La Cina ha un mercato interno ancora limitato, ma i consumatori cinesi incominciano ad acquistare automobili casalinghe e il paradiso delle esportazioni della Volkswagen si riduce alle vecchie auto a combustione interna. Si poteva prendere qualche precauzione? Secondo alcuni economisti e alcuni manager si poteva. Per esempio dare inizio al mercato delle auto elettriche puntando quasi esclusivamente sulla fascia alta del mercato, trascurando i consumatori meno abbienti, leggi Tesla, probabilmente non è stata una strategia vincente. Forse poteva andare bene in altri tempi, quando sui nuovi modelli si voleva recuperare l’investimento fatto in progettazione e ricerca. Ma ora questo schema non funziona più e nei porti del vecchio continente si stipano migliaia di automobili cinesi a basso costo.
I motivi di questa debacle dell’Europa sono vari. In primo luogo l’innovazione procede piuttosto lentamente e in maniera discontinua e non è sostenuta da una significativa digitalizzazione della produzione. In secondo luogo l’approvvigionamento delle materie prime è complicato e manca una strategia politica che ci assicuri catene di rifornimento solide e durature. Poi abbiamo la batosta dell’aumento del costo dell’energia, raddoppiato a causa della guerra russo ucraina. E infine bisogna fare i conti la mancanza di una politica industriale preveggente condivisa dai 27 e un po’ meno avventuristica.
Quali passi dovrebbe fare l’Unione Europea per difendersi da questa sorta di aggressione commerciale? Le barriere protezionistiche possono essere un rimedio temporaneo ma non un duraturo perchè, oltre al fatto che le contromisure di Pechino sarebbero troppo pesanti, l’esasperazione del protezionismo scivola pericolosamente verso scontri politici da evitare. È illusorio pensare che si possa competere con un mostro produttivo come la Cina seguendo rigorosamente la strada del libero mercato. In altre parole deve intervenire l’Organizzazione Mondiale del Commercio. Bisogna formulare nuove regole che, pur tutelando i principi liberistici, protegga lo sviluppo produttivo dei singoli Paesi. Non sarà facile ma appare necessario farlo per evitare il peggio. Infatti problemi simili si porranno quando l’India seguirà la strada del gigante cinese e anche con essa dovremo fare i conti.

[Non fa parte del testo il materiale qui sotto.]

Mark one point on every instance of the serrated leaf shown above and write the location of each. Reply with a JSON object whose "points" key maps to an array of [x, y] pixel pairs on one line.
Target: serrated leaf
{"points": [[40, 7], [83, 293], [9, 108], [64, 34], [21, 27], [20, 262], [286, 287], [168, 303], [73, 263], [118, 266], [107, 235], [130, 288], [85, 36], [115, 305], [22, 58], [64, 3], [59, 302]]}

Come ha spiegato Mario Draghi, bisogna percorrere la strada dell’unificazione continentale dei mercati di capitali, senza la quale non si potranno fare investimenti di scala paragonabili a quelli di Usa e Cina. E contemporaneamente bisognerà procedere alla svelta con la digitalizzazione delle procedure industriali che stenta a decollare. E sarà importante creare nuove partnership con Paesi in via di sviluppo che non portino come conseguenza relazioni potenzialmente pericolose per l’economia della Ue. Ciò richiede un dinamismo che può nascere solo in sede politica con una riscrittura delle procedure dell’Unione sia in ambito legislativo che in quello attuativo. Una strada stretta e in salita attende l’Europa, l’alternativa sarebbe un declino augurabilmente non traumatico e l’uscita dal gruppo delle nazioni guida dell’economia planetaria.